The 50-year-old Hollywood star recounted how family abuse shaped her future and her approach to life in a new interview with The New York Times.
She left South Africa in the early 1990s after a traumatic childhood experience turned her world upside down.
Her mother, Gerda, acting in self-defence, shot her father, Charles Theron, after he drunkenly threatened her.
Charlize’s father was an alcoholic, and she learned “pretty young” what substance abuse can do to people. It scared her at first, but eventually it became a normal part of her family life.
“My dad had built this big bar inside the house. That wasn’t unusual. A lot of South Africans create a space in their house where they can drink,” she told Lulu Garcia-Navarro, host of The Interview.

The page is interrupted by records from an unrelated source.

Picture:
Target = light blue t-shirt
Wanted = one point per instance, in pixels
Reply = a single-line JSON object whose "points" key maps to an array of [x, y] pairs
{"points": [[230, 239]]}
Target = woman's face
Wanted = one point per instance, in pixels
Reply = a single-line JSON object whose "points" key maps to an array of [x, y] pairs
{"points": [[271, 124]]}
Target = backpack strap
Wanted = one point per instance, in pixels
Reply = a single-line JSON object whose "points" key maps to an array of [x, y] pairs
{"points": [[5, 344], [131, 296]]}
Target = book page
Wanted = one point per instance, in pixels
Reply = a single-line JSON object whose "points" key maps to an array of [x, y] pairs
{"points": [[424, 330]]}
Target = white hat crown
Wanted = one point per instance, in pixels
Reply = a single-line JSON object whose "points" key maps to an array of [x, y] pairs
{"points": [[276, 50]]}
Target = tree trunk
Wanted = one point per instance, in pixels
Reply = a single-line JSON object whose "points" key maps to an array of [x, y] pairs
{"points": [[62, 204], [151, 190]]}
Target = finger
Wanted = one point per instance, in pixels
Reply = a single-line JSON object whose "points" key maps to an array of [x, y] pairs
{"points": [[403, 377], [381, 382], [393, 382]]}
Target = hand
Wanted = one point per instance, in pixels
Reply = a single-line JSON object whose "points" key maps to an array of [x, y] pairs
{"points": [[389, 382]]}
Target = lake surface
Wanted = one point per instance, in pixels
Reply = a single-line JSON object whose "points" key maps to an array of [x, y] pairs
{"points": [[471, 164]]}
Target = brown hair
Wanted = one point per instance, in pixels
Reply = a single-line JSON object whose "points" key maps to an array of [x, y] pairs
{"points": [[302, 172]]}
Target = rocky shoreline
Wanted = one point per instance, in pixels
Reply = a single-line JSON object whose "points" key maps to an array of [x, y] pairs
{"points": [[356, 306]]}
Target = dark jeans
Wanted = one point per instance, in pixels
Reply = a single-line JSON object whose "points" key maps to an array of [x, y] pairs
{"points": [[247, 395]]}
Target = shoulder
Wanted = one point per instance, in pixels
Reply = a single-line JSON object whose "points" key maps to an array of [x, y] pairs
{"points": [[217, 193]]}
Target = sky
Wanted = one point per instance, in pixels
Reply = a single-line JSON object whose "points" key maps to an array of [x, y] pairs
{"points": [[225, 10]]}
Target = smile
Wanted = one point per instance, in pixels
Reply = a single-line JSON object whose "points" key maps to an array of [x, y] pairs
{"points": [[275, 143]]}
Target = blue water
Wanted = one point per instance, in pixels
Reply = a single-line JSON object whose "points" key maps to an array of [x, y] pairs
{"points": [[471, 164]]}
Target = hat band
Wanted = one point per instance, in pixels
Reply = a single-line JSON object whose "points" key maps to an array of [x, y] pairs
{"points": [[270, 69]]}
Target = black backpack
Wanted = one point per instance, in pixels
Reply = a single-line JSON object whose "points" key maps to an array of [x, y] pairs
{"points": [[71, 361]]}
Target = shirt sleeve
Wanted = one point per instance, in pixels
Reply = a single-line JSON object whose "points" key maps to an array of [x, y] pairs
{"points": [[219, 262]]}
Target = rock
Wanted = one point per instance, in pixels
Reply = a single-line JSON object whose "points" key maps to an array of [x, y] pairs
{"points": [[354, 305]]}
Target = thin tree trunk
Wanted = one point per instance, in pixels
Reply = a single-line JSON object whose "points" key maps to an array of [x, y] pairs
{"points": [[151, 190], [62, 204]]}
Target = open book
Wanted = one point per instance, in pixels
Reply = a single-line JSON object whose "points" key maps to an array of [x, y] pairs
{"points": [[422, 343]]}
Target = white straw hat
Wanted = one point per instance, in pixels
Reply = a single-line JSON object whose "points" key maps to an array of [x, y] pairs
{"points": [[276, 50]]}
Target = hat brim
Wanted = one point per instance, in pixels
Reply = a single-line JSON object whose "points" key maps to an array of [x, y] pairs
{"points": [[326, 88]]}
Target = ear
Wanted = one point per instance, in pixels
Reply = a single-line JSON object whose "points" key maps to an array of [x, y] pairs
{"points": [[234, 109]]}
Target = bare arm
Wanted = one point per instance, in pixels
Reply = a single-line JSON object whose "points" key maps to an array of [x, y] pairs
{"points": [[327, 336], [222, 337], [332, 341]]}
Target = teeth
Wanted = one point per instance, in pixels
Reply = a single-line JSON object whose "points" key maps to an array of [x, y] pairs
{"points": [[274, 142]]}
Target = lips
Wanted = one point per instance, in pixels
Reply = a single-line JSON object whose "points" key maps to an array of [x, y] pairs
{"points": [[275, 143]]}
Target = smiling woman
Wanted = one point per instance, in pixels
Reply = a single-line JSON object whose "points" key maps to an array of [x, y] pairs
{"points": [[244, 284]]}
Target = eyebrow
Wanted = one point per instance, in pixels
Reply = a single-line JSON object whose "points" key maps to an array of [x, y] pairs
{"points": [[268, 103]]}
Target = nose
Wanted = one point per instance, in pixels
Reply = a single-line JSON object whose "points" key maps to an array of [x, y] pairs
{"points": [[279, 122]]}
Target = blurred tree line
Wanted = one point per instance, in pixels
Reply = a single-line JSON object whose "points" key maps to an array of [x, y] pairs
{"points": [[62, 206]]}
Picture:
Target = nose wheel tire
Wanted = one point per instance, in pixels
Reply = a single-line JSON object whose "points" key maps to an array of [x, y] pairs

“But it became where he lived.” The Devil’s Advocate actress said her dad was a “full-blown functioning drunk”. He would sometimes go missing and return home in a “pretty severe state”.

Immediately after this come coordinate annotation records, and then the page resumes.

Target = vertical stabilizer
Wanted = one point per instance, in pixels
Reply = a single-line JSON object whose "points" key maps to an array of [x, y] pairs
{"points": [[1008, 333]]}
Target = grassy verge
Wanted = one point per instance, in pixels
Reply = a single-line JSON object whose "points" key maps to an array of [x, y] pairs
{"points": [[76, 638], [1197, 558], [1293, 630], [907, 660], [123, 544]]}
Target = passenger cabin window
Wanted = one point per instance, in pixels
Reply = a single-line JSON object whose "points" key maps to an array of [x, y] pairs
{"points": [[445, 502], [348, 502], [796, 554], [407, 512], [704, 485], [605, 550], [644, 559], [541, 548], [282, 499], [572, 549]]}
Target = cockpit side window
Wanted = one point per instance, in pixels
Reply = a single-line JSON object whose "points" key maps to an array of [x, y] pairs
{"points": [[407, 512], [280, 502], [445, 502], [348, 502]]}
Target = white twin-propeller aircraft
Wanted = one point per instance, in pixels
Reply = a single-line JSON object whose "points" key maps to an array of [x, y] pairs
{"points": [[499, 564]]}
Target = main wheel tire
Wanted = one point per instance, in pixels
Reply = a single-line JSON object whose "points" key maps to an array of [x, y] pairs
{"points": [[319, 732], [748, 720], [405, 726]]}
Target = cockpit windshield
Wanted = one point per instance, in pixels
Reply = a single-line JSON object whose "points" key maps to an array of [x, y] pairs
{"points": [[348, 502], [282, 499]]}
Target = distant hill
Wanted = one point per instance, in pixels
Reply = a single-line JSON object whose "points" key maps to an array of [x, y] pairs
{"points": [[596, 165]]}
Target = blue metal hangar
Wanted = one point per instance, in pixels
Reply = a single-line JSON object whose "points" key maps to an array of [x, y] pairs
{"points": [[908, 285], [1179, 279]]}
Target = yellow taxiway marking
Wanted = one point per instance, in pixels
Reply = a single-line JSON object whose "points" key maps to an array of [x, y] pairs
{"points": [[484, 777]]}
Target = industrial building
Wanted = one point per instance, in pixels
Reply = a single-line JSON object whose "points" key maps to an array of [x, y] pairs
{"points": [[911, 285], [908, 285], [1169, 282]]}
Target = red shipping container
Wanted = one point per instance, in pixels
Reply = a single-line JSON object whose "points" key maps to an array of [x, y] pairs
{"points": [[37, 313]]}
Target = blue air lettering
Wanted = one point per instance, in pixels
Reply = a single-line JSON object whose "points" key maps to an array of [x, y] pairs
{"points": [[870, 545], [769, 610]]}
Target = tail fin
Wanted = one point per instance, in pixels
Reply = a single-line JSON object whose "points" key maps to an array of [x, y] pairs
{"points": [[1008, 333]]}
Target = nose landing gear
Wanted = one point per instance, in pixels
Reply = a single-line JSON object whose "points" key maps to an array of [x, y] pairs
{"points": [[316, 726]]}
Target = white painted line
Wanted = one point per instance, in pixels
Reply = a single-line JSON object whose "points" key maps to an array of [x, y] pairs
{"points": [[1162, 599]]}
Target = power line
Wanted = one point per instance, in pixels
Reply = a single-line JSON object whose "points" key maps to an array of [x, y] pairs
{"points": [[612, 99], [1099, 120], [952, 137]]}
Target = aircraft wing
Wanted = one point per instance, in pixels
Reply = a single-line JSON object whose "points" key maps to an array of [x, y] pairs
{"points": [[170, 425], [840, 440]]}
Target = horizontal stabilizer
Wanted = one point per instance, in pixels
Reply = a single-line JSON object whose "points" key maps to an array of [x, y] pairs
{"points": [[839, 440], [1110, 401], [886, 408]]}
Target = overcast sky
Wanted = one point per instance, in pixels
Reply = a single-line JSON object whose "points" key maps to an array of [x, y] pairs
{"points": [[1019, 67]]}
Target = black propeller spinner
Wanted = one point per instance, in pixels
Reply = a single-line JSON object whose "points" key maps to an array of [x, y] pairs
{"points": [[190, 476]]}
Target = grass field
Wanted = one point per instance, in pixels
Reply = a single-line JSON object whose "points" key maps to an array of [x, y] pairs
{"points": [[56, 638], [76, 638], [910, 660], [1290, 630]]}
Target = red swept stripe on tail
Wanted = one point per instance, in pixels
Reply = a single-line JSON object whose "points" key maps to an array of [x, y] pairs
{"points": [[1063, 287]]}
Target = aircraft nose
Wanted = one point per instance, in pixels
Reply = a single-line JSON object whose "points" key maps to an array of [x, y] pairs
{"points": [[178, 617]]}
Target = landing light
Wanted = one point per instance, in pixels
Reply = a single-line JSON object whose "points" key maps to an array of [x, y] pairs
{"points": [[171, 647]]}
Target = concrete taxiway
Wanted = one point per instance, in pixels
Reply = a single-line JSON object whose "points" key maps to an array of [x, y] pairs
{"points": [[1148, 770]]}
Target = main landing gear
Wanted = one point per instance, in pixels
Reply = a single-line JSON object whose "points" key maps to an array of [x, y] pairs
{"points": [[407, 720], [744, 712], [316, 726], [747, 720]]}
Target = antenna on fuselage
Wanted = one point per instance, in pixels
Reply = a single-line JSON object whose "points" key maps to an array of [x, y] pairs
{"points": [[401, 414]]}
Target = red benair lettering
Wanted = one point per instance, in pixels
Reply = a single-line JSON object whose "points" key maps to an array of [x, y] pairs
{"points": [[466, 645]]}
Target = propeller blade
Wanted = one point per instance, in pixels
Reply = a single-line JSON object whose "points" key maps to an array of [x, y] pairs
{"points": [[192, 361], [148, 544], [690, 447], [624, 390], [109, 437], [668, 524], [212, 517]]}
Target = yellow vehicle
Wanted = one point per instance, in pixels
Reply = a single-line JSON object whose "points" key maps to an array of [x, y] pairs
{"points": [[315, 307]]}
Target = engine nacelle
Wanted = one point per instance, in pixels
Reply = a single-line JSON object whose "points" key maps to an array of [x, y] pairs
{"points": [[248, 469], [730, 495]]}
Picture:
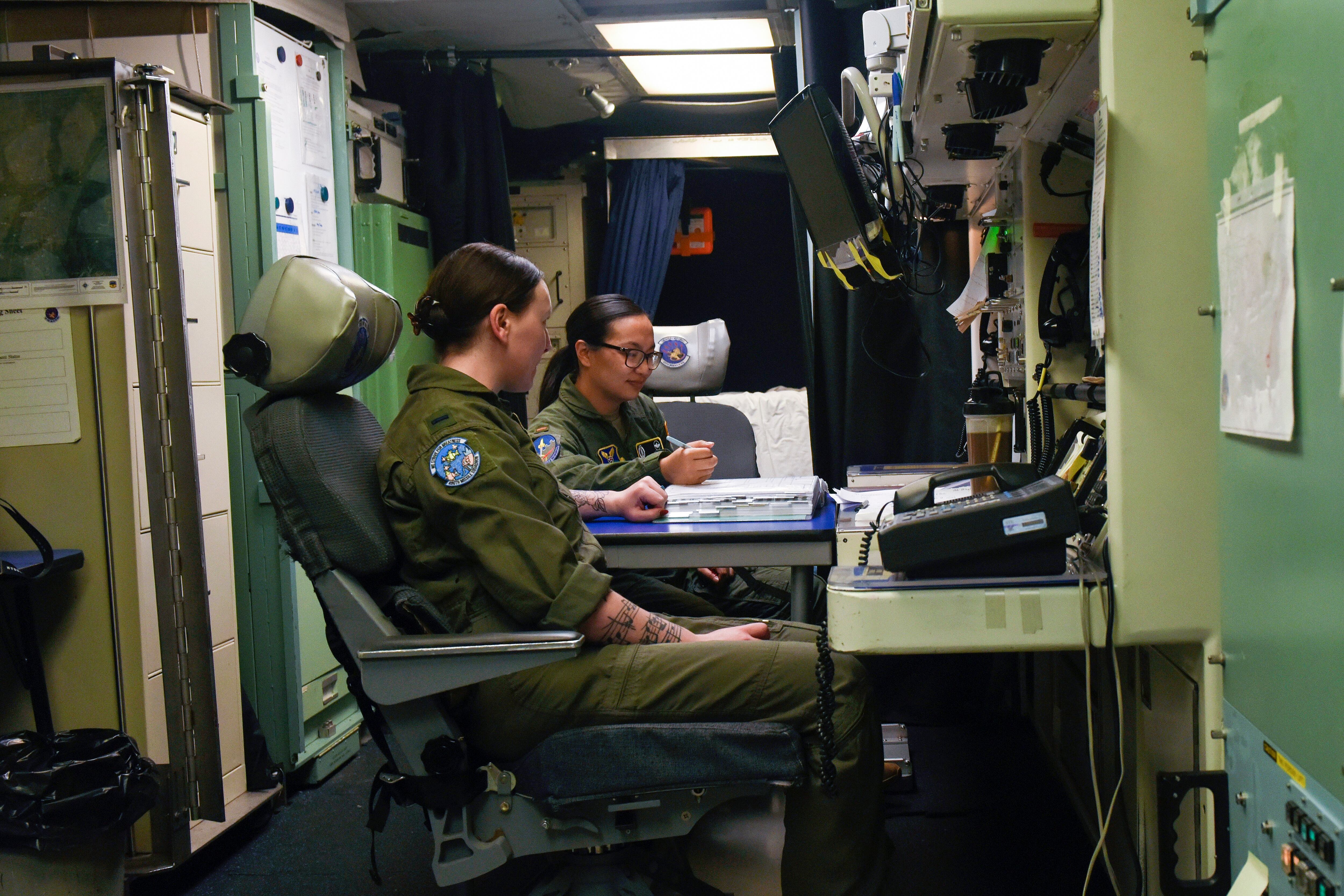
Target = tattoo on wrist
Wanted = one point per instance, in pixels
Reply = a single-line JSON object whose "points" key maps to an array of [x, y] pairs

“It would get messy and loud, and my mom’s not a wallflower either. She wasn’t just sitting and taking it. She made it known that she wasn’t happy about his lifestyle. So it really caused a lot of verbal abuse.”
“Personally, for me, the worst thing was they would ice each other. There would be a big fight, and then they wouldn’t talk for three weeks. I didn’t have siblings, and that house just went silent.”

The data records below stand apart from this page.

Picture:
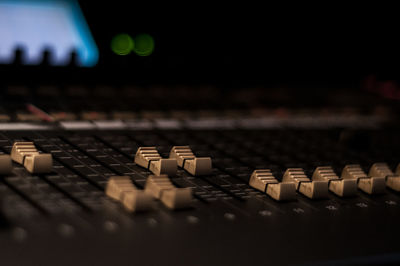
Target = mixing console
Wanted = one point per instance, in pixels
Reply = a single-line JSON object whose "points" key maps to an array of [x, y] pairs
{"points": [[286, 189]]}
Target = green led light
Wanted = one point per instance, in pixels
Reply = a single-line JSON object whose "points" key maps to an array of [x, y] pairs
{"points": [[144, 45], [122, 44]]}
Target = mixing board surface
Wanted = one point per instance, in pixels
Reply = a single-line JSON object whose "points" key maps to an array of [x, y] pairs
{"points": [[226, 220]]}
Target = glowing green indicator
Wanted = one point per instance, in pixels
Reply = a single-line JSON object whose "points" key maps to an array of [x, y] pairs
{"points": [[144, 45], [122, 44]]}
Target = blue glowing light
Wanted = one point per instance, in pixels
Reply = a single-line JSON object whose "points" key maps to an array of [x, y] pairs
{"points": [[36, 26]]}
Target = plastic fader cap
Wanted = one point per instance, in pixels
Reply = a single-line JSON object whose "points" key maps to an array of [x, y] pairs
{"points": [[341, 187], [311, 189], [25, 153], [122, 189], [149, 158], [161, 188], [185, 158], [264, 181], [5, 164], [383, 170], [370, 185]]}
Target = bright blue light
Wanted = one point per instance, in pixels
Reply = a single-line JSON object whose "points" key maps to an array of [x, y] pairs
{"points": [[58, 26]]}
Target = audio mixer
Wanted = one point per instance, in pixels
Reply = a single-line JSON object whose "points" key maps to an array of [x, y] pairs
{"points": [[200, 196], [258, 136]]}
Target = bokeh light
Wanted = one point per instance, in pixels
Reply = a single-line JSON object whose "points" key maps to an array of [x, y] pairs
{"points": [[122, 44], [144, 45]]}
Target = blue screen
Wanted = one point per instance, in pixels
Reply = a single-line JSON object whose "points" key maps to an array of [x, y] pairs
{"points": [[36, 26]]}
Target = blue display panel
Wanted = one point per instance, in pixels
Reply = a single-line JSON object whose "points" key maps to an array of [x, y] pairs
{"points": [[37, 26]]}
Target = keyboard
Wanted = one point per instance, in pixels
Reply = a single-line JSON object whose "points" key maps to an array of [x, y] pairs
{"points": [[228, 220]]}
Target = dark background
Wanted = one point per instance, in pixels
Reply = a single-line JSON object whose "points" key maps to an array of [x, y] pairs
{"points": [[244, 44]]}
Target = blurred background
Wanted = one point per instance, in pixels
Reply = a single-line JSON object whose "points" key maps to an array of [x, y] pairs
{"points": [[302, 51]]}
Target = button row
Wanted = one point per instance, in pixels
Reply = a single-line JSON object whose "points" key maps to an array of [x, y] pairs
{"points": [[121, 188], [182, 156], [324, 179]]}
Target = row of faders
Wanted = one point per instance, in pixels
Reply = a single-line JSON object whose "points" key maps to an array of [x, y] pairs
{"points": [[324, 179], [158, 186], [182, 156], [26, 154]]}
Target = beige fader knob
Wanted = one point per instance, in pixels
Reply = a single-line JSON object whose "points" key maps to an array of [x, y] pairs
{"points": [[5, 164], [383, 170], [370, 185], [264, 181], [121, 188], [149, 158], [25, 153], [341, 187], [185, 158], [311, 189], [160, 187]]}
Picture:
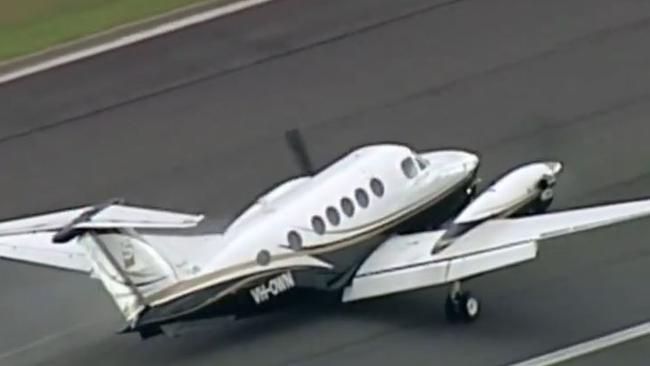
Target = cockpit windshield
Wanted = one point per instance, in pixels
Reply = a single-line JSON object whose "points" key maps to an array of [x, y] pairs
{"points": [[422, 162]]}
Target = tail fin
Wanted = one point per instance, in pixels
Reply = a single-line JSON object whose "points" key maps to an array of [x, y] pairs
{"points": [[128, 266]]}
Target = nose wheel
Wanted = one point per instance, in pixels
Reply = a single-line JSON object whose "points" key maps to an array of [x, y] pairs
{"points": [[461, 305]]}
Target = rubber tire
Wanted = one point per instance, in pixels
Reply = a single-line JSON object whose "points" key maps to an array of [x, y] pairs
{"points": [[452, 311], [469, 307]]}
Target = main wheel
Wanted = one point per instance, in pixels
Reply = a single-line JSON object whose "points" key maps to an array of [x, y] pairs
{"points": [[462, 307], [470, 307]]}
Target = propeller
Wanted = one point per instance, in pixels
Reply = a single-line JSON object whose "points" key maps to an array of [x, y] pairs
{"points": [[298, 149]]}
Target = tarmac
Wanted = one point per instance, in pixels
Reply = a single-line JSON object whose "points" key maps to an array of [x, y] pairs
{"points": [[195, 121]]}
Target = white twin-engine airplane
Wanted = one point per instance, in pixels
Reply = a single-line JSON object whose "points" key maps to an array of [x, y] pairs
{"points": [[383, 219]]}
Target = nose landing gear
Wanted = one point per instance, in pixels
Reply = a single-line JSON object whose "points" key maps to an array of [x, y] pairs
{"points": [[461, 305]]}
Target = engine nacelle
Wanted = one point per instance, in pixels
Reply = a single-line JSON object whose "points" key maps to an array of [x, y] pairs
{"points": [[525, 190]]}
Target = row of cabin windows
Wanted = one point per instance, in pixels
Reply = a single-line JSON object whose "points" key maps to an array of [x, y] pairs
{"points": [[332, 213], [409, 167]]}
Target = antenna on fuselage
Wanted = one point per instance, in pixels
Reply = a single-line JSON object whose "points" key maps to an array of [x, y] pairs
{"points": [[299, 150]]}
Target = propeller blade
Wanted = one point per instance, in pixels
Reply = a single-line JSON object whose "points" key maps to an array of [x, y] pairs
{"points": [[298, 149]]}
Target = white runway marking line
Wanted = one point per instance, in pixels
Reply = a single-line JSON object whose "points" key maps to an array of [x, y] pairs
{"points": [[587, 347], [132, 38]]}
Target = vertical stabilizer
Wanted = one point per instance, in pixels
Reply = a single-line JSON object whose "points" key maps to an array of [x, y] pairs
{"points": [[129, 268]]}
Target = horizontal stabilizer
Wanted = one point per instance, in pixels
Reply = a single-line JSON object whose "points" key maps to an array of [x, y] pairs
{"points": [[110, 217], [38, 249]]}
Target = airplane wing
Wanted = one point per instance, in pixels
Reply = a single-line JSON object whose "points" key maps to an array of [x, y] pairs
{"points": [[405, 262]]}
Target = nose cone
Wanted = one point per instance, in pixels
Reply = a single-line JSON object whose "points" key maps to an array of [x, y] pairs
{"points": [[555, 167]]}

Her father was verbally abusive towards her, but he was not physically violent.
“He was scary,” Charlize said. “There was a lot of verbal abuse, a lot of threatening language that just became normal.”
A few years before the shooting, Gerda mentioned “divorce” for the first time.
She had been married to Charles for 25 years, but had reached her breaking point. As a child, Charlize struggled to come to terms with the idea.
“We didn’t know people who were divorced. My parents weren’t religious, but culturally it was one of those things you didn’t do... I was almost talking her back into staying, because the alternative felt so foreign to me.”
Then came the night that the life she had known as “normal” for so many years came to a dramatic end.
Charlize and her mother returned home that night after watching a movie.
They had trouble getting into their home because her mother couldn’t unlock one of the doors.
“Every room in our house had a steel door. So if you got through the front door, the kitchen had a steel door that you had to unlock, because that’s the kind of violence we were living in. Our country was on the brink of civil war. So my mom couldn’t get through the first lock,” she said.
Her father was drinking at his brother’s house a few streets away, and they decided to go there. When they arrived at her uncle’s house, Charlize needed to use the toilet, so she dashed inside without greeting anyone.
“He took that as me being rude because I didn’t stop and say hello to everybody. It’s a big thing in South Africa — the kind of respect you’re expected to show elders.”
She returned home with her mother, but something felt different.
“When we got home, I sat down with my mom and said: ‘I think you’re right. I think you should separate from him.’ I had never imagined those words would come out of my mouth. Leaving that house, I knew something was different. She knew it too,” she recalled.
Her father returned home with his brother, and he was angry.
“The way he drove into that property that night, I can’t explain it to you. I just knew something bad was going to happen...
“He finally broke into the house. He shot through the steel doors to get in, making it very clear that he was going to kill us.”
Both Charlize and Gerda tried to hold the bedroom door shut with their bodies because it did not have a lock.
“And he just stepped back and started shooting through the door. And this is the crazy thing: not one bullet hit us. It’s insane when you think about it that way.”
Gerda went into protective-mom mode. She fired back.
“The brother ran down the hallway, and she shot one bullet down the hallway that ricocheted seven times and shot him in the hand. It’s stuff you can’t explain. And then she followed my father, who was by then opening the safe to get more weapons out, and she shot him.”